Dunnavant and her husband Chris Barnwell worked to process the news that their new little girl has albinism, a congenital disorder in which there is little or no production of melanin. However, when they introduced their 5-year-old daughter, Brooklynn, to the infant just 15 minutes after the birth, the little girl had an adorable reaction.

Credit: Simply B Photography

Brooklynn (left), mom Taylor Dunnavant (center) and baby Noralynn

“She said she looks like Elsa and a snow fairy!” Dunnavant recalls of Brooklynn, who referred to the beloved Frozen character and a winter-themed fairy in the Tinker Bell series. “She looked at me and said, ‘Mom, she’s a snow fairy and I started giggling. She said, ‘She’s related to Elsa!’ ”

Credit: Simply B Photography

Dunnavant, who first shared her story with Love What Matters, tells PEOPLE she had no knowledge of albinism before welcoming her daughter. So she and Barnwell took the baby to a specialist in the weeks after her birth, where they learned all about the condition and what they’d need to do to care for Noralynn.

Credit: Elegant Illusions Photography

Noralynn Barnwell

Credit: Simply B Photography

Noralynn Barnwell

She learned that children with albinism often have vision issues, noting that Noralynn would likely need glasses in the future. And she and Barnwell would have to take extra measures to protect the baby’s sensitive skin from the sun as people with albinism are at higher risk of developing skin cancer.

“I knew nothing about albinism two months ago — neither did her dad or my family. I wasn’t aware of how hurtful it is when people stare,” she says of Noralynn.
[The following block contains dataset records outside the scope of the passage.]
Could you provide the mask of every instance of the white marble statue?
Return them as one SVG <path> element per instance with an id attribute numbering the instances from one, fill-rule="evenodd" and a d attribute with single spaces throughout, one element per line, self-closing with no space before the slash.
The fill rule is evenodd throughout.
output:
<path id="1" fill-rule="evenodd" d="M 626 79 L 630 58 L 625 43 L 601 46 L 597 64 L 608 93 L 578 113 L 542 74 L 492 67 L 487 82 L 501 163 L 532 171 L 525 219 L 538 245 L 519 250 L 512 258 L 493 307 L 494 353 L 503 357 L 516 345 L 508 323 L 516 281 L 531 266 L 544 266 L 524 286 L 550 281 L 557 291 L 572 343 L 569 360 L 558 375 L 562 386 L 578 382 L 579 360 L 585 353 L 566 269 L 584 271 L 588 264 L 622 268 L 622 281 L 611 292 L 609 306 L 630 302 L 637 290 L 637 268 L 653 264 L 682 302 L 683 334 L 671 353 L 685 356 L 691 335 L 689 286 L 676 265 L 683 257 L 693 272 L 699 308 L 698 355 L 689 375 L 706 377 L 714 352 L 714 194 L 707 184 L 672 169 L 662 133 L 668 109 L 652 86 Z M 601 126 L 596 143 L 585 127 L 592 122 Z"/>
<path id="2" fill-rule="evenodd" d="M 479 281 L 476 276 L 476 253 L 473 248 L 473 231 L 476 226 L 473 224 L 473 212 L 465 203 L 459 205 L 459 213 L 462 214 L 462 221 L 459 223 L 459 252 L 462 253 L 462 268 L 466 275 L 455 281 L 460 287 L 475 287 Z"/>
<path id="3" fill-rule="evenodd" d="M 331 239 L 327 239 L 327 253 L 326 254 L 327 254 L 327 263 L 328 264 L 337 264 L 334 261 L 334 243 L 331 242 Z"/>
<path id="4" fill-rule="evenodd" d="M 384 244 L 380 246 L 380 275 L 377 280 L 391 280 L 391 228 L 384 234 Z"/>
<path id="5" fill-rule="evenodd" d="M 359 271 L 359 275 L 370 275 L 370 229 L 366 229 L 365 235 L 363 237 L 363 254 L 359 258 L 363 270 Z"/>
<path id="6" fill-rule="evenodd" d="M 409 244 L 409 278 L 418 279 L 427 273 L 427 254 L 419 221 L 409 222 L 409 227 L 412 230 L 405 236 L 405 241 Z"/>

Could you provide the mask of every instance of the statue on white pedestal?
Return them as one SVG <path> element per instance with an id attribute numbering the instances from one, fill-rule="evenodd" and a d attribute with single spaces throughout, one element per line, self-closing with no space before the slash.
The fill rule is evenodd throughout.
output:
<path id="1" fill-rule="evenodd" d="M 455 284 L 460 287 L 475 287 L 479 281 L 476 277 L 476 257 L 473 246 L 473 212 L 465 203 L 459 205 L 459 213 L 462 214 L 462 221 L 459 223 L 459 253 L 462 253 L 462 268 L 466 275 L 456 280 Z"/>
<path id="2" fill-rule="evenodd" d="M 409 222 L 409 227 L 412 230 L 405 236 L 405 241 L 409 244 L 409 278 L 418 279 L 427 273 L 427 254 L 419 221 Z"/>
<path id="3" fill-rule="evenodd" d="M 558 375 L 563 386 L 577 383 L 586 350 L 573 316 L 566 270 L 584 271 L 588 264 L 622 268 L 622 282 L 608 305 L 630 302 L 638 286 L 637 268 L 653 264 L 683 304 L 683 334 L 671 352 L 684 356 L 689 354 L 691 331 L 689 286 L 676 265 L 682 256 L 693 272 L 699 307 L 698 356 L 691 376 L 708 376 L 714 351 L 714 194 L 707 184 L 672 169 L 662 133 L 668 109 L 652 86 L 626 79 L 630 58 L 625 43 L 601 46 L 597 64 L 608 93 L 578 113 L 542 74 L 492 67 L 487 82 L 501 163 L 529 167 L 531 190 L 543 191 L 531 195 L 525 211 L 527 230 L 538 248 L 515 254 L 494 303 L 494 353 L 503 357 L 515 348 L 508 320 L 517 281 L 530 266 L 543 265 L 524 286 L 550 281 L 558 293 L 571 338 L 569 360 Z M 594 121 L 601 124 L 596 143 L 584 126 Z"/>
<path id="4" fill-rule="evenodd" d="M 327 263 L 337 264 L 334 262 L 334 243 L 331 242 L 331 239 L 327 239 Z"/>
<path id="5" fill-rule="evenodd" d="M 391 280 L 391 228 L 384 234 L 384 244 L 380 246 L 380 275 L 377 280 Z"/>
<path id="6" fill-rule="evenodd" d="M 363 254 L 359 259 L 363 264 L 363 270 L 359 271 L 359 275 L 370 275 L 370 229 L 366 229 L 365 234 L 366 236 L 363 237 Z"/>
Credit: Simply B Photography

From left: Brooklyn, Taylor Dunnavant, baby Noralynn and Chris Barnwell

“Everything from grocery stores to doctor’s visits, I have to be prepared for people’s questions,” she says. As for Brooklynn, Dunnavant says she adores her baby sister.

“She wants to do everything with her. She can’t wait till she’s bigger to jump on the trampoline with her. She tells people, ‘My sister has white hair, but it’s okay! She’s different.’ She absolutely loves her sister.”